Eric Lombard, un patron de gauche pour diriger la Caisse des dépôts

lombard

Par Véronique Chocron - Le Monde

L’Elysée a annoncé jeudi avoir choisi l’ancien patron de la filiale française de l’assureur Generali pour diriger la CDC.

Après plusieurs mois d’incertitude, la Caisse des dépôts (CDC) sait enfin qui présidera à sa destinée pour les cinq prochaines années. L’Elysée a proposé, jeudi 16 novembre, l’ancien patron de Generali France, Eric Lombard, au poste de directeur général de l’institution financière publique.

Ce processus de nomination a pris l’allure d’un feuilleton qui, depuis le début de l’été, a tenu en haleine le monde de la finance et de la haute fonction publique. L’établissement n’avait en effet plus de maître à bord depuis le 23 août. Depuis cette date, Pierre-René Lemas, le patron sortant qui avait atteint l’âge légal de la retraite préfectorale, assurait l’intérim en attendant que l’Elysée lui trouve un successeur.

Pendant de longues semaines, l’Elysée a cherché le bon candidat, et a eu la surprise d’essuyer plusieurs refus dans le cercle des grands commis de l’Etat. Puis, lorsque le choix d’Emmanuel Macron s’est finalement porté sur Eric Lombard, un obstacle a surgi de manière inattendue. Le député (LRM) Gilles Le Gendre, élu au cours de l’été dernier président de la commission de surveillance de la Caisse des dépôts, a signalé qu’il avait, dans ses précédentes fonctions, conseillé Generali France alors qu’Eric Lombard dirigeait cette maison. « Un hasard incroyable, car Gilles Le Gendre n’avait pas des milliers de clients », s’amuse un proche du député.

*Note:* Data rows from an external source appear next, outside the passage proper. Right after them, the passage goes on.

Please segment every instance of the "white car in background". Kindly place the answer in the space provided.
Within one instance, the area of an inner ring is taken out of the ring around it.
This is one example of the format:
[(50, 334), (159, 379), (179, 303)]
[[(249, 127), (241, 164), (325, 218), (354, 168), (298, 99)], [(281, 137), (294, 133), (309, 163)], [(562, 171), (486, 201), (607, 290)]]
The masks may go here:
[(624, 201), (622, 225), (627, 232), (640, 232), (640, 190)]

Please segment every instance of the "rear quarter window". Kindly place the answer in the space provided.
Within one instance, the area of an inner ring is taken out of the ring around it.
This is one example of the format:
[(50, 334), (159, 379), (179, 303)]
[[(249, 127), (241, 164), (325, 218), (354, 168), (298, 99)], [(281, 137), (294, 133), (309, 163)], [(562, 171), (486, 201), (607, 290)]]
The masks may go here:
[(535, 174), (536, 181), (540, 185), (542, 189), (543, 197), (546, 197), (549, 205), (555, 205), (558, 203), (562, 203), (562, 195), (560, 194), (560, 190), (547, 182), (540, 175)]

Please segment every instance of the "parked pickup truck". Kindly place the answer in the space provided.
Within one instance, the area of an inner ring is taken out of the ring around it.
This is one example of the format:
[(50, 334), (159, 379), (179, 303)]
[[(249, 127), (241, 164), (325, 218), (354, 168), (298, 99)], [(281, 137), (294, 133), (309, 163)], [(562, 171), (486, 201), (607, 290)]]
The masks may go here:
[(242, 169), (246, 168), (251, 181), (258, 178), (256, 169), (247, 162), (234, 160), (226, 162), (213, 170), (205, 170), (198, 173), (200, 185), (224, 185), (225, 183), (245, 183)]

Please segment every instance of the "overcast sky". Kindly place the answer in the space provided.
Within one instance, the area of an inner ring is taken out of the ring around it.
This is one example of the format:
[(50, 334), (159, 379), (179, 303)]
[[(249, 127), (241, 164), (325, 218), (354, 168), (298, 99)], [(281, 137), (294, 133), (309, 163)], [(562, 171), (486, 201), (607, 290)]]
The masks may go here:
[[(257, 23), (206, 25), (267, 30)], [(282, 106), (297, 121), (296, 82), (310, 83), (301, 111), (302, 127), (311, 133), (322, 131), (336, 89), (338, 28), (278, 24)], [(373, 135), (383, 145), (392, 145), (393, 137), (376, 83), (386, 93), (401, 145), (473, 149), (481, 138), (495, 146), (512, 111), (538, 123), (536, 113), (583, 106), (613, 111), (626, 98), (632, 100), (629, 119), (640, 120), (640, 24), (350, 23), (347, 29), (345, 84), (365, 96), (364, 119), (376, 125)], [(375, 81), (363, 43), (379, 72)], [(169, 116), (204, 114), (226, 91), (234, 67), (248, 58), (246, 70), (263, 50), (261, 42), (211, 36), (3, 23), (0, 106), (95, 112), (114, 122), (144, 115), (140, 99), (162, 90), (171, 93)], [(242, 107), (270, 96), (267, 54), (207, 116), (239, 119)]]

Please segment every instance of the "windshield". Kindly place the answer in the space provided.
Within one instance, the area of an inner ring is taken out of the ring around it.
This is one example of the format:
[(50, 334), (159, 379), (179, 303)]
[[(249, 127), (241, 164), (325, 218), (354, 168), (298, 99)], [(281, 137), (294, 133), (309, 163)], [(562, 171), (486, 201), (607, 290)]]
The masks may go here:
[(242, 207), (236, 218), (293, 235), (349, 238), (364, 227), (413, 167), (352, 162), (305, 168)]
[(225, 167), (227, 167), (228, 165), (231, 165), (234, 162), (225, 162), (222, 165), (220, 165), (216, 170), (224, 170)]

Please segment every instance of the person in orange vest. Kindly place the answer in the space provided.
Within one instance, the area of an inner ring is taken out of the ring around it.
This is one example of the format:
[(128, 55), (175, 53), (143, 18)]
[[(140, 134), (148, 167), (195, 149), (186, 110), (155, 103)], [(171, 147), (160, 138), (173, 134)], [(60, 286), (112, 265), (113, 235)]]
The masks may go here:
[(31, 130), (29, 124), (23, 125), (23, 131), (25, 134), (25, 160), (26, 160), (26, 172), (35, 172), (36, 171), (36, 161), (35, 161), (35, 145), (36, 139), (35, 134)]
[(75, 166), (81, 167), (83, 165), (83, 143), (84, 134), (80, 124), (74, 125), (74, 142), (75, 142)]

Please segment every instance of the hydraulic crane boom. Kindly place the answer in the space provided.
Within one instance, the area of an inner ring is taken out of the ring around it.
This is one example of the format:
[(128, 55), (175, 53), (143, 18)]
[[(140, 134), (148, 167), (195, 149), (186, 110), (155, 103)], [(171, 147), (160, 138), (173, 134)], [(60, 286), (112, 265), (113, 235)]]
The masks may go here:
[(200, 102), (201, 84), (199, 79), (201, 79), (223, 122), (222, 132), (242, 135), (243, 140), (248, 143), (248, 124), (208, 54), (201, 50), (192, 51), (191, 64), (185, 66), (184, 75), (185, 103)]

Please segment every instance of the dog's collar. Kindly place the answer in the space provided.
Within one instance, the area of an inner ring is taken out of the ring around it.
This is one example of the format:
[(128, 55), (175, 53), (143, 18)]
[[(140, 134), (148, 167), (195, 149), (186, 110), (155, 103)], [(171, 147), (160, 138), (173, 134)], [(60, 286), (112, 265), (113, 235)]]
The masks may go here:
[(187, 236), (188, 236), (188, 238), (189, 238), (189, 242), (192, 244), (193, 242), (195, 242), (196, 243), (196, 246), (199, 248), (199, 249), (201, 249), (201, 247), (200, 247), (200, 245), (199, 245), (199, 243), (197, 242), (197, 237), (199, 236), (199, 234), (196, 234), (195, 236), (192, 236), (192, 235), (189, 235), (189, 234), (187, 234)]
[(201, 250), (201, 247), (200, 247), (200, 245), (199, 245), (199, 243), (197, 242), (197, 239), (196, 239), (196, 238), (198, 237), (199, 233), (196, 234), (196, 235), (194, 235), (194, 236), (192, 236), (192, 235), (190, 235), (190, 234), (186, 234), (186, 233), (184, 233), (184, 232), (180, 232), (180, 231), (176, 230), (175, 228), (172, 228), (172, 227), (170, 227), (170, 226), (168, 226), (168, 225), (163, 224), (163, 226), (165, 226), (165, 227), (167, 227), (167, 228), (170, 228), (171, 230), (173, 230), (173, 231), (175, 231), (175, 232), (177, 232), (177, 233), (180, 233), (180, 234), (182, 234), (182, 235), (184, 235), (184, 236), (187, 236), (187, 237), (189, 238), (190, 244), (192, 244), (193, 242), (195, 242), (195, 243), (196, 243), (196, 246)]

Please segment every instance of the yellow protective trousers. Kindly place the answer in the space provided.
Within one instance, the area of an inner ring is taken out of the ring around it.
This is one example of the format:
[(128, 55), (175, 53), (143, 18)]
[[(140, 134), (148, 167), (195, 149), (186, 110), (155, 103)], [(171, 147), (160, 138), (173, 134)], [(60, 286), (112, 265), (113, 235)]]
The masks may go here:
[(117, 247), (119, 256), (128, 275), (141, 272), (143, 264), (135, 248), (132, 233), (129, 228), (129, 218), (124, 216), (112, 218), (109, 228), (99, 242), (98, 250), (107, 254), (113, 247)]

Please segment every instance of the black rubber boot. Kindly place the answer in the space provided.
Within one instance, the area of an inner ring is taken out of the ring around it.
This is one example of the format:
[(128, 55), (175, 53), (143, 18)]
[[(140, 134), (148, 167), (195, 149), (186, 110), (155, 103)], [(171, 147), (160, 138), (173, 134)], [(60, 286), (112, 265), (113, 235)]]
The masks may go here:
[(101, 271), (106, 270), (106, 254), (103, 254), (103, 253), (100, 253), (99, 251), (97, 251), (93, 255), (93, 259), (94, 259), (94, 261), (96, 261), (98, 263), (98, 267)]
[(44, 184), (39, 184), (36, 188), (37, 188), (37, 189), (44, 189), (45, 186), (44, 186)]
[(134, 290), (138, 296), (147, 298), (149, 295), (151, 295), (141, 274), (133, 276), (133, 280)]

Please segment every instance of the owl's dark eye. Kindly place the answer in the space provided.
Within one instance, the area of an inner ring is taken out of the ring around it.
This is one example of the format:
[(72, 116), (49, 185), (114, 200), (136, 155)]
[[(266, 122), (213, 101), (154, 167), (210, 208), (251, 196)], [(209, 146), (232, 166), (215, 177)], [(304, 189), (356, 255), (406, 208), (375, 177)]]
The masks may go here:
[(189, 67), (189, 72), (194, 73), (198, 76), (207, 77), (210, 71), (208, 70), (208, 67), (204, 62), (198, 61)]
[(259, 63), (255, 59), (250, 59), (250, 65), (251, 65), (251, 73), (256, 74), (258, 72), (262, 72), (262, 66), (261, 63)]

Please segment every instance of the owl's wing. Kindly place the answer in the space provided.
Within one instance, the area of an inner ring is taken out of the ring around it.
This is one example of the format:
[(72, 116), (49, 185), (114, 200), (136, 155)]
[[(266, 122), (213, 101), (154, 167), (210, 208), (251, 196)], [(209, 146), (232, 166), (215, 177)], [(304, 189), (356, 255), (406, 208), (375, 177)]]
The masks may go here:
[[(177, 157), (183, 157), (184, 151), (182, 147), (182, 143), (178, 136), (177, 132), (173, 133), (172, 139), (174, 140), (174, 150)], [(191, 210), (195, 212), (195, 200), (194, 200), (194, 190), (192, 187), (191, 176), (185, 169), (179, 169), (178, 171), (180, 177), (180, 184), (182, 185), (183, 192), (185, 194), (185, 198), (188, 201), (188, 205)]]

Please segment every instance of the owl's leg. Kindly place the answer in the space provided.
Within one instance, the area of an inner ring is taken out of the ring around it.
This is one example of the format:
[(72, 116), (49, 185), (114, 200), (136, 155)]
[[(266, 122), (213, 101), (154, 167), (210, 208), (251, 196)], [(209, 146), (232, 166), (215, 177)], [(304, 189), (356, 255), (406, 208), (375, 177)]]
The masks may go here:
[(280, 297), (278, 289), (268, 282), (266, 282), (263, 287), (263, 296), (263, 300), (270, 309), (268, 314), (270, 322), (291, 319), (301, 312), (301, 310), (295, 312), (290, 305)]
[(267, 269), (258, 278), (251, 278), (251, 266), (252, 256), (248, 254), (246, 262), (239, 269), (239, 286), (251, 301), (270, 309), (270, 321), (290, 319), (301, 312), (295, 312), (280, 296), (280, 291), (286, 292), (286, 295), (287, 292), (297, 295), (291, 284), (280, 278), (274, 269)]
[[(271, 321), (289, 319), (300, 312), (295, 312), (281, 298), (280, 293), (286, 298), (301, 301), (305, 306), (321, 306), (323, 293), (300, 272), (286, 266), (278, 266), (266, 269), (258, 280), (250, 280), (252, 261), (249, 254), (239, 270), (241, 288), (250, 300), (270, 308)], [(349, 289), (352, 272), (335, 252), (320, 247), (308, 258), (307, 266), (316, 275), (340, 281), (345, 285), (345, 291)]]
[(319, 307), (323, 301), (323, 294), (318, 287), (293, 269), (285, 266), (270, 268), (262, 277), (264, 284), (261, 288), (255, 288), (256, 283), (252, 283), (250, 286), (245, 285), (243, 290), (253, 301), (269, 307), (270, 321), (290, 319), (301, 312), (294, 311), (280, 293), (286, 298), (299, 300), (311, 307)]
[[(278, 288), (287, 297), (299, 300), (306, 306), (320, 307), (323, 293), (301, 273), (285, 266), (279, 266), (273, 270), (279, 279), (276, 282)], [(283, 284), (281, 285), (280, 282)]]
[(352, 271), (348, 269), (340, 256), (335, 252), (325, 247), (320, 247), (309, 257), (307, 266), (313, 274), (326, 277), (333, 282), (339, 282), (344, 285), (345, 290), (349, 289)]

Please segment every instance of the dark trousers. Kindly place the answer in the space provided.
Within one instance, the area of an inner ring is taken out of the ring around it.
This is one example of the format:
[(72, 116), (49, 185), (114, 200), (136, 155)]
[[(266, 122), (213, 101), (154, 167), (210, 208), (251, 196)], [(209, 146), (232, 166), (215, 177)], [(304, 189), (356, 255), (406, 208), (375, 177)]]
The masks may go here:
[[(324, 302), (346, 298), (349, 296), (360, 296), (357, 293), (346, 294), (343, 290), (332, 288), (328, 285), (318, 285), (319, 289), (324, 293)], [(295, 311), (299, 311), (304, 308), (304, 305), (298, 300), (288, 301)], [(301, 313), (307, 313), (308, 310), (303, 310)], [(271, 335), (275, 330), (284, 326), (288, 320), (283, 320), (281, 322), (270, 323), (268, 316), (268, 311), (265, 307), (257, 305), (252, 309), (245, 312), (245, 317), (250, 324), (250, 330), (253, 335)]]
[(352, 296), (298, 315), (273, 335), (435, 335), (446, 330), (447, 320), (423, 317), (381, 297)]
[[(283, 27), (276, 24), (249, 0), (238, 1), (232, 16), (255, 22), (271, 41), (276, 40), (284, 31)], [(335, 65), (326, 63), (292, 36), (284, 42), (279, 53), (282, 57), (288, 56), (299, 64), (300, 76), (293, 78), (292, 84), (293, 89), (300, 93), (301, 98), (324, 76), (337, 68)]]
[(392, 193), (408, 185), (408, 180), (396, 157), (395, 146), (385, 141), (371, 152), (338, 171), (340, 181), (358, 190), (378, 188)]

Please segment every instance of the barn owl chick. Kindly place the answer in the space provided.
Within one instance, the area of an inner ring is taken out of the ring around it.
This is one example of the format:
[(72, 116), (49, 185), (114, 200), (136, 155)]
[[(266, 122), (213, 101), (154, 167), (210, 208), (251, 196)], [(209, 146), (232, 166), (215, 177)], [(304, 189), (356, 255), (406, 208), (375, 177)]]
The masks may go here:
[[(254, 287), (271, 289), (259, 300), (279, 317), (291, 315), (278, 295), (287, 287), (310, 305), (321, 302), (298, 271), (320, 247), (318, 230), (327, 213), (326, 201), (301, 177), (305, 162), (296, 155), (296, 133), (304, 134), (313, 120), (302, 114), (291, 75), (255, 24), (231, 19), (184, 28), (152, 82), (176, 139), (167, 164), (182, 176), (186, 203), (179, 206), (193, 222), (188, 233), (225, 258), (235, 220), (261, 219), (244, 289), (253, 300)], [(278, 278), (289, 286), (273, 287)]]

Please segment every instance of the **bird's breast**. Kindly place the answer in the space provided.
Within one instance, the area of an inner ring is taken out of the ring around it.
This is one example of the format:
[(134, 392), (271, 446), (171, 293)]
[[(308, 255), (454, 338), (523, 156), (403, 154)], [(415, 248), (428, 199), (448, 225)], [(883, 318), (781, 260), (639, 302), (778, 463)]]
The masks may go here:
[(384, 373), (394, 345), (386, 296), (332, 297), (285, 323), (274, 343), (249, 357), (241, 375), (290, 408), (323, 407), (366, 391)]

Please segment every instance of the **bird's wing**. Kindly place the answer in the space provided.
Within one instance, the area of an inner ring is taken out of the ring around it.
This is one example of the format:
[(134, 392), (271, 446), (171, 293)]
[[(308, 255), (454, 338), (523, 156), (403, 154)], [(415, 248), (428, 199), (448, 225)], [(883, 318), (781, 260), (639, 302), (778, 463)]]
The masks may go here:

Il revient désormais aux commissions des finances de l’Assemblée nationale et du Sénat de valider la décision de l’Elysée, avant la nomination officielle d’Eric Lombard par décret du président de la République, pour une durée de cinq ans.

Feuille de route fixée par Emmanuel Macron

C’est l’une des particularités de cette fonction, souvent considérée comme l’une des plus prestigieuse de la République : une fois désigné, le directeur général de la Caisse bénéficie en principe durant son mandat d’une véritable indépendance. A sa prise de fonction, il doit d’ailleurs prêter serment devant la Commission de surveillance de l’institution en jurant, notamment, « de défendre l’autonomie de l’établissement ». D’où le soin mis par l’exécutif à choisir un candidat à la fois loyal et en accord sur le projet de réforme que devra conduire la Caisse.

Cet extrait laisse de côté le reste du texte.